Young also said, “It was never my intent to insult someone who is single.” I believe her. At least one person writing in her defense said that she described her experiences with her dying husband, and then as a widow, to make the point that she could not possibly have intended to insult or offend single people. I believe that person, too (and others who may be thinking the same thing).
But here’s the problem: In the CJR article, there is no context, no explanation – just a dismissive remark about single people.
No matter how awful Young’s experiences were 7 years ago, and no matter how pure her intentions are today, that doesn’t change the fact that the singlism still remains there in the article. That’s what I object to.
Remember that the Columbia Journalism Review is, as I mentioned in my original post, “an acknowledged authority on the journalism business… [and] among the most important reads in the industry.” The journalists who write there are among the media gate-keepers and norm-setters. I think CJR should be in the business of challenging those who perpetuate stereotypes of single people, not publishing singlist remarks. That was the main point of my original post and it is still the essence of what I want to convey here.
I have the same response to all the bad things Young and her friends have to say about me. No matter how horrible they think I am – and even if they are accurate in their assessment of my awfulness – that still does not make it acceptable for CJR to practice singlism.
I will let the personal attacks stand unanswered except for one kind of accusation that can be addressed with data. One person who knows Young said she thinks that what Young went through was worse than anything I could ever imagine or handle. In another email that was not particularly hateful, I was urged to put myself in Young’s shoes.
Here’s what’s interesting about those kinds of comments: They presume to know my life (and in some instances, the lives of other single people who are complete strangers to them). They never seem to consider the possibility that I, too, have cared for someone I loved deeply, who was disappearing before me, day after day, month after month. They also assume I never did such a thing while juggling the rest of my life – let’s say, hypothetically, a full-time job that was not even in the same state. They do not wonder about how single people manage such care work – or the life that follows – when they do not have a spouse’s salary or benefits or insurance to fall back on.
But many single people actually do have long-term caring experiences. In fact, when Ursula Henz analyzed the responses of a nationally representative sample of more than 9,000 British adults to the question, “Do you currently or have you ever regularly looked after someone, for at least three months, who is sick, disabled, or elderly,” she found that singles had done so more often than married people.

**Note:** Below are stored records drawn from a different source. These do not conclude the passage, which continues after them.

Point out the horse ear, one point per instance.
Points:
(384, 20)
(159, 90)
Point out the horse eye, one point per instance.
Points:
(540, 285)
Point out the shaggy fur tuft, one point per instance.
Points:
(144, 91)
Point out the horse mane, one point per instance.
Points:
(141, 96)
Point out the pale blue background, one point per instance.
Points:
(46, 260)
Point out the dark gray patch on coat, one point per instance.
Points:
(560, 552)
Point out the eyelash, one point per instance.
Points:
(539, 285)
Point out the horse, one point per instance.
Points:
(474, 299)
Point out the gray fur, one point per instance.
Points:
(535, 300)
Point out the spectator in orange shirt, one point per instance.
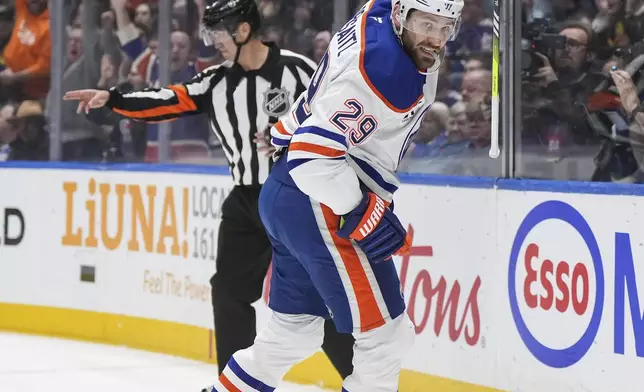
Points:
(28, 53)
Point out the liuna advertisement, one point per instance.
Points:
(507, 290)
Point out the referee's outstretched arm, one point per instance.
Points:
(152, 104)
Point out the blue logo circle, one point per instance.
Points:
(557, 358)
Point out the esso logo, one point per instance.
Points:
(556, 284)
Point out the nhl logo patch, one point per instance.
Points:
(276, 102)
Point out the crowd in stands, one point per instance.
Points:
(576, 117)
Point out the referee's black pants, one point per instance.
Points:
(243, 257)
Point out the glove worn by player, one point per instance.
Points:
(375, 228)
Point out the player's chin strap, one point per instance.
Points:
(438, 61)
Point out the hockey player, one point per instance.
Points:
(327, 203)
(243, 96)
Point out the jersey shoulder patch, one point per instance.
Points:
(385, 66)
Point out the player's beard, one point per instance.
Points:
(414, 49)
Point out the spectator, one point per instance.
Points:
(554, 98)
(479, 127)
(82, 139)
(431, 135)
(477, 85)
(24, 130)
(475, 35)
(144, 18)
(189, 135)
(457, 123)
(27, 56)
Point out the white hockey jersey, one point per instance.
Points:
(356, 120)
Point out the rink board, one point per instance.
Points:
(512, 285)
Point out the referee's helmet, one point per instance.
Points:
(225, 16)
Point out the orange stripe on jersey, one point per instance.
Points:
(370, 316)
(227, 384)
(316, 149)
(280, 128)
(186, 104)
(364, 72)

If my nod to personal experiences comes as a surprise to long-time readers, maybe that’s because I do not often refer to it. Maybe it is something I should write about. Maybe all singles should write more about their care-taking experiences, so we could help dispel the notion that we could not ever imagine or handle anything so difficult.
It seems clear from Dannagal Young’s post, her emails to me, and her comment posted to my original post (as well as from the remarks offered by her friends) that she feels hurt by my criticism. I have received several requests (or demands) that I apologize. So to Young, yes, I am sorry that you were hurt by my critique.
If you think that’s one of those qualified apologies, you are right. I am not going to apologize for pointing out the singlism in your article. Perhaps I should have written my criticism more gently. That would have been easier on you and your friends. In the big picture, though, journalists such as yourself are putting their work out there in the public eye, and bloggers (which you are, too) are writing in a space where directness and attitude prevail. Even if you and others had succeeded in cowing me, that might not be the end of the criticism you will get in the future as you practice your chosen profession. Nonetheless, I hope I am wrong and I wish you the best. [Correction: Young is writing about journalism in the Columbia Journalism Review but she self-identifies as a social psychologist, not a journalist.]
Some of your friends seemed intent on insulting me and inflicting all the pain they could muster, yet I have to admit that I kind of admire them. I’m glad you have fiercely protective friends. I always love it when my friends rally around me when I am feeling attacked. One of your friends actually persuaded me to tread lightly, not by piling on, but by empathizing.